The last time I wrote about CurioDB, I discussed adding support for Lua scripting, which was a ton of fun to work on. The scripting support could only be described as a toy however, due to one major omission — it had no form of transaction isolation, which is one of the main benefits of Lua scripting in Redis, which CurioDB attempts to mimic. The transactional nature of Lua scripting comes for free with Redis, given that it restricts scripting to a single, single-threaded server. This means that Lua scripts in Redis can run multiple commands atomically, making it a popular way to run transactions.
What would this look like in CurioDB though? The short answer is that it’s very different. CurioDB is built with Akka, which means it is implemented as an actor system, where each key and value are represented as an individual actor. A simple way to think about this, is to imagine each actor as an individual server that can accept requests, initiate new requests, create new servers, and return responses. With CurioDB, this conceptually means a separate server, for every key stored with a value, and each of these may be executing code in parallel at any point in time, on any machine in the cluster. With this view, it’s plain to see that transactions in CurioDB are no free lunch as they are with Redis. The good news however, stems from the original benefit sought by building CurioDB with Akka, in that the actor model forces concurrency — once we have a problem solved for concurrent actors on a single machine, the same solution applies to our cluster of many machines, and in this case, distributed transactions are then achieved. In case you hadn’t guessed it already, CurioDB now supports distributed transactions, both by way of the
EXEC commands, and for Lua scripts with the
It took several months to get transactions working and polished in CurioDB, partly due to only having a limited amount of spare time these days to dedicate to open source, but also due to taking the time to study some database fundamentals, and thinking about how they would apply to what I was trying to do. It turned out that staples such as two-phase commit (2PC), multiversion concurrency control (MVCC), and transaction isolation levels, ideas I had a basic working knowledge of from using SQL databases for many years, would provide the foundation for adding distributed transactions to CurioDB.

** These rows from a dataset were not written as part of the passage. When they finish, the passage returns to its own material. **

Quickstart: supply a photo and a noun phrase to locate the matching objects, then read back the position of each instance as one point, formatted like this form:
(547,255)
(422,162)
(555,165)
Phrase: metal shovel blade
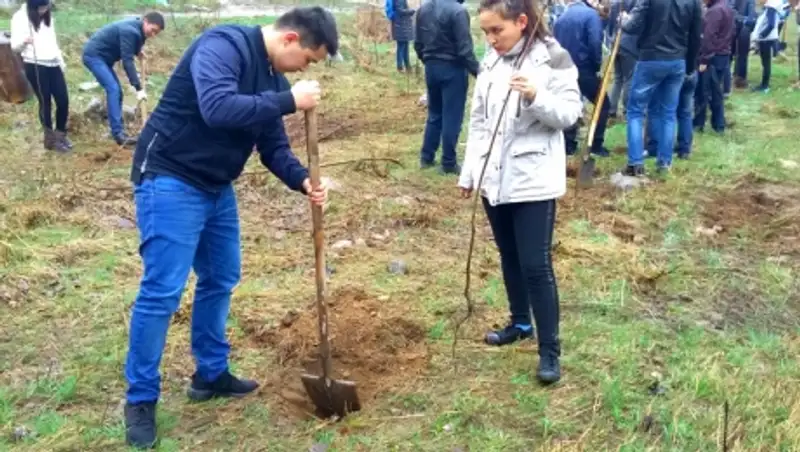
(586,173)
(338,397)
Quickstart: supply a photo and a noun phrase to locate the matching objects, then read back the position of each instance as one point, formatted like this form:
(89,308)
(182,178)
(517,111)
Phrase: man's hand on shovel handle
(319,195)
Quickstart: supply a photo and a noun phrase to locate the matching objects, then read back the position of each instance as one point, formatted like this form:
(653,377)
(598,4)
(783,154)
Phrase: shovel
(586,170)
(330,396)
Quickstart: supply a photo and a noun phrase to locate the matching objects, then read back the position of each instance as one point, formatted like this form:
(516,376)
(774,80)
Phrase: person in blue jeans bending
(226,95)
(121,40)
(669,37)
(684,116)
(443,42)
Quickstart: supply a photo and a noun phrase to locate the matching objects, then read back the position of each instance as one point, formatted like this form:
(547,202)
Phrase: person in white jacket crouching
(33,36)
(526,168)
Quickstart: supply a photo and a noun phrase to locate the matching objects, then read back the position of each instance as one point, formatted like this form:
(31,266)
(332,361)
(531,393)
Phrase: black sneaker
(225,386)
(549,370)
(140,425)
(508,335)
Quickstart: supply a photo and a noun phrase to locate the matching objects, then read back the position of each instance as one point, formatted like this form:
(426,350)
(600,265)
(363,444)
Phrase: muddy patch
(767,210)
(381,351)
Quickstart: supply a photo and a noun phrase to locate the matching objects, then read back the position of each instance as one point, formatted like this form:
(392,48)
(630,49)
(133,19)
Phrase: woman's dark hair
(33,14)
(512,9)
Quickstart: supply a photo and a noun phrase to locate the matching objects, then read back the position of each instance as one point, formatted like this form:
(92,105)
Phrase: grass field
(676,297)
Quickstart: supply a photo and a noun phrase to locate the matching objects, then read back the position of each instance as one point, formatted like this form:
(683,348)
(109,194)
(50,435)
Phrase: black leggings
(49,85)
(524,235)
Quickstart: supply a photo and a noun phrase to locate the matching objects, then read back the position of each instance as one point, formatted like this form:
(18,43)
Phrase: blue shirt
(580,31)
(223,98)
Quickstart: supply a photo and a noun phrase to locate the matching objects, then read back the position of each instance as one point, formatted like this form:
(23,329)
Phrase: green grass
(647,299)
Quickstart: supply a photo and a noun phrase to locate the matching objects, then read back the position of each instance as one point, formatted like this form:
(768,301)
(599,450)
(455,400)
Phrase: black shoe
(226,385)
(455,169)
(140,425)
(549,370)
(634,170)
(507,335)
(124,140)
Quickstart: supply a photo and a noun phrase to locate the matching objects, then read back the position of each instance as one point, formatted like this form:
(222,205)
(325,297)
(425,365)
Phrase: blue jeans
(656,84)
(108,80)
(684,115)
(403,55)
(182,227)
(709,93)
(447,96)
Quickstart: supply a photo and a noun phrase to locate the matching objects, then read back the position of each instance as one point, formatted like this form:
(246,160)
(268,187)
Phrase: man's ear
(290,37)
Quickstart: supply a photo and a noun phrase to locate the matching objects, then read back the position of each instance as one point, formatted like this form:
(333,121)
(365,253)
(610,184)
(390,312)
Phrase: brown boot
(60,142)
(49,139)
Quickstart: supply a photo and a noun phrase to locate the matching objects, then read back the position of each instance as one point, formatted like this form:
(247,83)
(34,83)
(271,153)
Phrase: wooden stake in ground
(586,170)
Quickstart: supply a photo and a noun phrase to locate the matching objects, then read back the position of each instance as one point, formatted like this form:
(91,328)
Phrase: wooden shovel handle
(312,146)
(598,103)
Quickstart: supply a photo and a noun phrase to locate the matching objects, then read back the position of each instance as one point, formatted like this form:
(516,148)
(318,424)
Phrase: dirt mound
(380,351)
(767,209)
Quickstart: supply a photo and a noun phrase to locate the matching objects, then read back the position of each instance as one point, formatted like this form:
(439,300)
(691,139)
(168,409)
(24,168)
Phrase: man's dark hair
(155,18)
(315,25)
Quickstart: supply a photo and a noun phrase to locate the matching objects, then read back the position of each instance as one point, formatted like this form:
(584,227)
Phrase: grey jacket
(528,159)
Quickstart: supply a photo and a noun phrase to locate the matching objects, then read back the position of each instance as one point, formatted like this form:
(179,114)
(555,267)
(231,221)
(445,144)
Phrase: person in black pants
(33,36)
(580,31)
(444,45)
(715,60)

Two-phase commit is a distributed algorithm that coordinates all the processes that participate in a distributed atomic transaction on whether to commit or abort (roll back) the transaction.
I mentioned each key and value stored in CurioDB is represented as an actor, but there are other actors as well. Each client connection is also managed by an individual actor, called a Client Node, which would be the process in the above definition. A Client Node acts as a transaction coordinator in 2PC parlance. They’re responsible for coordinating initial agreement with each KV Node (the actors that store a key and value) that will participate in the transaction, aggregating responses for all executed (but uncommitted) commands, and then finally coordinating the commit phase for each participating Node. Each of these phases are implemented as states in a state machine — a very common pattern for actors in Akka, which provides specific APIs for dealing with state transitions and much more.
Coupled with MVCC which is described next, one of the benefits of using 2PC is that it provides the ability to perform rollback on errors during a transaction, which is something Redis does not provide. This is the default behaviour in CurioDB, since it’s arguably what’s expected, but can alternatively be configured to commit on error, matching the behaviour of Redis if desired.
Like many computing concepts, terms like multiversion concurrency control sound somewhat bewildering until you sit down and understand them, at which point they’re surprisingly simple. MVCC simply refers to storing multiple values at the same time for any given piece of data. In CurioDB, this is done using a map that contains each transaction’s version, as well as the current committed version of the value, or “main” value. When a transaction begins, the main value is copied into the map, stored against its transaction ID, and from that point, all commands received within the transaction will read and write to the transaction version until the transaction is committed, at which point the transaction version is copied back to the main value.
This naturally lends itself to supporting different levels of transaction isolation, which simply controls what happens when a value is read within a transaction. Here are the levels you can use in CurioDB:
repeatable(default): Inside a transaction, only the transaction’s version will be read, otherwise when outside of a transaction, the current committed version will be read.
committed: Inside or outside of a transaction, the current committed version will be read.
uncommitted: Inside or outside of a transaction, the most recently written version will be read, even if uncommitted.
Missing from CurioDB but typically found in transactional databases is a fourth, strictest isolation level, called
serializable. This level relates to how values are read during range queries, which neither Redis nor CurioDB have a notion of.
Implementing distributed transactions in CurioDB was very challenging and equally fun, and I really learnt a lot. The biggest take-away for me would be this: even when casting the idea of actor systems aside, I found that the combination of state machines and message passing, provides an extremely simple and powerful way to build distributed systems.